After breakfast the boys and I went snorkeling, its a very pretty reef, and then we had a family discussion about staying or leaving. We all voted to leave, and so I went to the office to let them know. The staff didn't ask why, but they did help us make arrangements to stay elsewhere. They hustled us out of our bures, and had rented them to others before lunch was over. No, we didn't get any refund. We left on the Awesome Adventure Yasawa Flyer, as the Amberly didn't have room for us since we were leaving before our scheduled departure day. It was a longer trip back, because the Flyer is like a local ferry, and it stopped at many small resorts on the way back to Port Denarau. I enjoyed seeing so many different places, and I think some of them are worth further investigation.

We ended up staying at the Sheraton on Denarau Island. Its not what I'd consider a proper island, as you get there by crossing a small bridge from Viti Levu. And I wouldn't consider the Sheraton a proper Fiji resort, its more of an "I don't like surprises when I travel" resort and wouldn't seem much different if it were in Hawaii, or even here in San Diego. The food was fair, but over priced, the Fijian staff friendly, but not as friendly as Toberua, the beaches gross and everything sort of vanilla-ish. We only stayed there because it was close to the airport. It had things like in room telephones, flat panel TVs and internet access, a kitchen and a washer dryer unit. It was like being at home. I did laundry and knit, the boys watched TV and waited for their turn on the laptop. sigh

We did do one cool thing, we went for a half day inland/upland guided hike, with lunch at a village. Getting into the forest was great. Click here for more pictures. We learned about local food plants, local history including how cannibalism began and ended, saw some water vines (wow), swam in a waterfall pool (chilly!) and lunched in the village. Eighteen year old Aaron was our guide, and I tried to imagine my son of the same age leading a group of strangers on a tour. Aaron walked barefoot the entire way and had toes that looked like they could open a bottle of soda. I really wanted to take a picture of his feet, but thought it would be poor mannered to ask. The ladies of the village, including Aaron's grandmother, prepared lunch for us; we had some
Fiji sausage, fried fish, cassava boiled or fried and several versions of a vegetable dish made with mashed and cooked young taro leaves mixed with coconut cream and tinned fish. I really liked that, much more than I expected to. At the end of our visit the village chief (Aaron's father) drove us back to our hotel, and along the way he spoke of his many business ventures (including the tour company our guided tour was booked through), the size of his 2 villages and Fijian politics. I thought the entire experience was very interesting.
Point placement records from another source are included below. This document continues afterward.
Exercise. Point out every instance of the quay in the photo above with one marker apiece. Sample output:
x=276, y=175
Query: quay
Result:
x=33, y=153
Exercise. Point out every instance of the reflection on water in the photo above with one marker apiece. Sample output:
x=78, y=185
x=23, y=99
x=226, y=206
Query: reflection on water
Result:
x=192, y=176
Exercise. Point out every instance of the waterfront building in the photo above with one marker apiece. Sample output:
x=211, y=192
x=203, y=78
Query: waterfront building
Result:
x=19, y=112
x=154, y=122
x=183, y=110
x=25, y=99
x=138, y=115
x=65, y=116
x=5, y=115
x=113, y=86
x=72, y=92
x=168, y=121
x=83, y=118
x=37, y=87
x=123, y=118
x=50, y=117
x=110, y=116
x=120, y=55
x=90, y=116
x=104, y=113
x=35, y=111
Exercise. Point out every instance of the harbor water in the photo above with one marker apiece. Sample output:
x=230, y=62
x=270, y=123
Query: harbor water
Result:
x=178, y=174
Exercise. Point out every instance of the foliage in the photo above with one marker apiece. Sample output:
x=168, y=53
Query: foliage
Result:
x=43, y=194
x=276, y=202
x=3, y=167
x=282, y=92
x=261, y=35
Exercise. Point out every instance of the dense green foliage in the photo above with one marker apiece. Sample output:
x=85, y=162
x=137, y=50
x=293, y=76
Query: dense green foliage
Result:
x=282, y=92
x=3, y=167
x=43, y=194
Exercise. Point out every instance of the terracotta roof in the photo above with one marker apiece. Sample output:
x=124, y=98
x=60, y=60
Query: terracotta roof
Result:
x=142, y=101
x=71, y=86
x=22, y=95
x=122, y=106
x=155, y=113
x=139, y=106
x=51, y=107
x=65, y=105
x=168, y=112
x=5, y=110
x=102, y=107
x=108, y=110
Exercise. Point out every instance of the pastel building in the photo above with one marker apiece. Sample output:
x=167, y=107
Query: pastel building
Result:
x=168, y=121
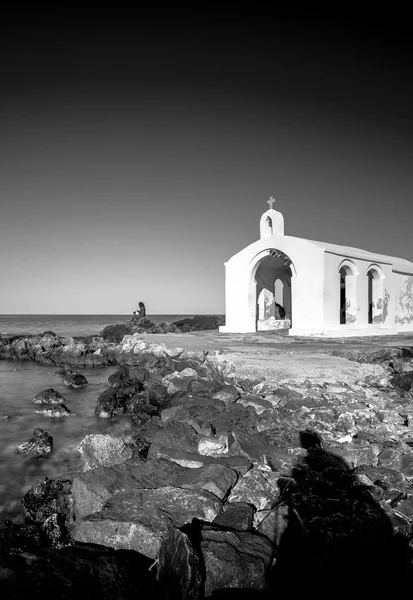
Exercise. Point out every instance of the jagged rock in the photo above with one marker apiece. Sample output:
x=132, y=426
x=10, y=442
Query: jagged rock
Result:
x=49, y=341
x=237, y=515
x=93, y=488
x=403, y=381
x=255, y=489
x=40, y=443
x=49, y=396
x=49, y=504
x=179, y=381
x=193, y=460
x=111, y=403
x=200, y=323
x=274, y=522
x=228, y=393
x=75, y=380
x=213, y=446
x=139, y=519
x=71, y=573
x=217, y=479
x=55, y=410
x=232, y=559
x=180, y=569
x=177, y=436
x=103, y=450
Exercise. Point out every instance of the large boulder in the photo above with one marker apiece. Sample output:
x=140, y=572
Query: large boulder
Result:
x=49, y=396
x=93, y=488
x=30, y=571
x=140, y=519
x=39, y=444
x=103, y=450
x=200, y=323
x=205, y=555
x=49, y=504
x=75, y=380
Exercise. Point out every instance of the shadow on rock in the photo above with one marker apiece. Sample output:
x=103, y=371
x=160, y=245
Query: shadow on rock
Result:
x=336, y=536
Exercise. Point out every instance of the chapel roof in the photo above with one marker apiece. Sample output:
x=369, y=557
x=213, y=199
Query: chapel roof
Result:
x=398, y=264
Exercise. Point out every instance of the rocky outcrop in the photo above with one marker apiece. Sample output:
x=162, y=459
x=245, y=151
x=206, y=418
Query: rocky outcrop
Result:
x=222, y=476
x=39, y=444
x=200, y=323
x=115, y=333
x=31, y=569
x=75, y=380
x=49, y=397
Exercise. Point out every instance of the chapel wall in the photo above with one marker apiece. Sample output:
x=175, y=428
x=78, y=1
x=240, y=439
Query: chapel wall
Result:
x=358, y=309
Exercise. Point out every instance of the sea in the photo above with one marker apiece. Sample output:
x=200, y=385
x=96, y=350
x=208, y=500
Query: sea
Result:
x=20, y=381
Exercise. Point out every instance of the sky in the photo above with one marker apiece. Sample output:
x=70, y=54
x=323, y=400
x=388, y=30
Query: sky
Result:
x=137, y=152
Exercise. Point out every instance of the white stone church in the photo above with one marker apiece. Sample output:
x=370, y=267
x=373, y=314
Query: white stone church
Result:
x=315, y=288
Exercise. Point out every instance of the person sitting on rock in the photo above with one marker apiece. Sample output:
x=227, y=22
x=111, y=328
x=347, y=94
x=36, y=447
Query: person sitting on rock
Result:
x=141, y=311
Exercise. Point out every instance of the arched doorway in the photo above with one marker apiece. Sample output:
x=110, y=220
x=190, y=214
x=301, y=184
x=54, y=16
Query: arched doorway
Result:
x=374, y=295
x=273, y=292
x=347, y=295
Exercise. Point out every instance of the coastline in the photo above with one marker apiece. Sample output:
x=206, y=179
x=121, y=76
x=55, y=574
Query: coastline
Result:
x=220, y=427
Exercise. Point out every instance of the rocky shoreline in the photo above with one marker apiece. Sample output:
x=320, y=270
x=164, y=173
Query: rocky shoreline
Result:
x=227, y=484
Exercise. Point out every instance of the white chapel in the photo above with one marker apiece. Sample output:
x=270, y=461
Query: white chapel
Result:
x=315, y=288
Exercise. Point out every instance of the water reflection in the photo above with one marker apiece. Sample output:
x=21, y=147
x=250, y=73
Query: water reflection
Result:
x=19, y=383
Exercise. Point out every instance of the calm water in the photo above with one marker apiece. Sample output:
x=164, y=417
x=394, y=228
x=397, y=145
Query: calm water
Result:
x=21, y=381
x=70, y=325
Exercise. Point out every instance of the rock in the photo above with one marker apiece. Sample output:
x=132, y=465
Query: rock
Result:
x=113, y=333
x=274, y=523
x=49, y=396
x=254, y=489
x=215, y=446
x=237, y=515
x=179, y=381
x=40, y=443
x=217, y=479
x=403, y=382
x=228, y=393
x=75, y=380
x=103, y=450
x=177, y=436
x=232, y=559
x=200, y=323
x=49, y=504
x=71, y=573
x=139, y=519
x=180, y=569
x=93, y=488
x=111, y=403
x=57, y=410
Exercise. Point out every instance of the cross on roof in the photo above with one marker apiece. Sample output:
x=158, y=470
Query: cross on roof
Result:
x=271, y=201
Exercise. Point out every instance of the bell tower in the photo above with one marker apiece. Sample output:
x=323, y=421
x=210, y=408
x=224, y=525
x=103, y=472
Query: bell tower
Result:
x=272, y=221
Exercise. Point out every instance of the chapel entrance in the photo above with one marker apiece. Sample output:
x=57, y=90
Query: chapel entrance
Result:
x=347, y=296
x=273, y=292
x=373, y=297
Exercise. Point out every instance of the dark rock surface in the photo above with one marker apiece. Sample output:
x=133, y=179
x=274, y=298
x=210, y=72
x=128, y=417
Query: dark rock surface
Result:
x=75, y=380
x=49, y=505
x=31, y=570
x=39, y=444
x=224, y=474
x=200, y=323
x=54, y=410
x=49, y=397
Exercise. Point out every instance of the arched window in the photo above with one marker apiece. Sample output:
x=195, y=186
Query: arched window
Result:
x=374, y=297
x=348, y=300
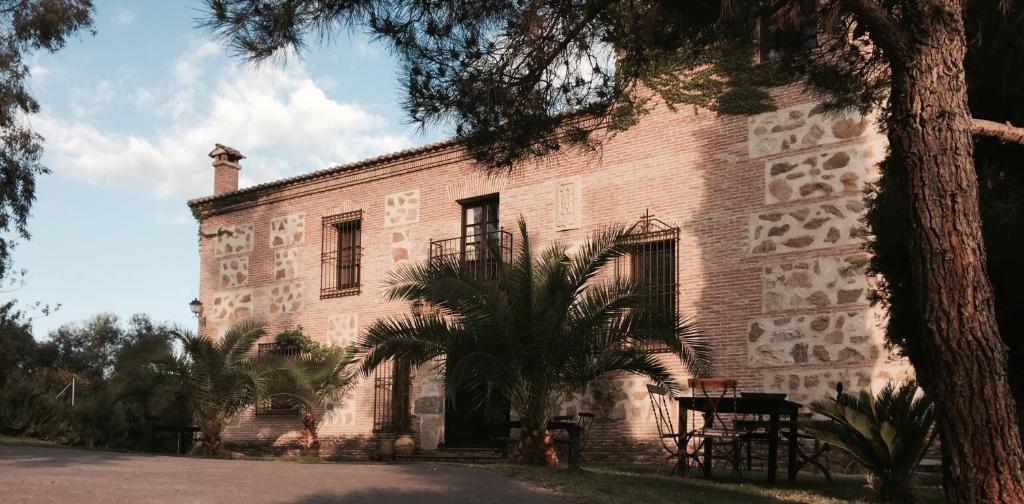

I will return to Fiji, to visit Toberua again and to explore new places and dive different reefs. At 330+ islands, I imagine never being able to see it all. But why not try. In fact, on the way home I had a revelation; New Zealand is a lovely country, and a great place for the knitting and wearing of woolen garments and, it's only a 3 hour flight from Fiji. Maybe a relocation is in order?

And to put some knitting into this post, I finished the Summer Waistcoat while on Toberua, and worked on the socks and lace project at other times.

Since we've been home, I've been working on a new camera sock to replace the one forgotten at Octopus Resort, and carding, blending and spinning dog hair, spinning some other wool odds and ends and rewashing some fleece that I didn't get so clean the first time.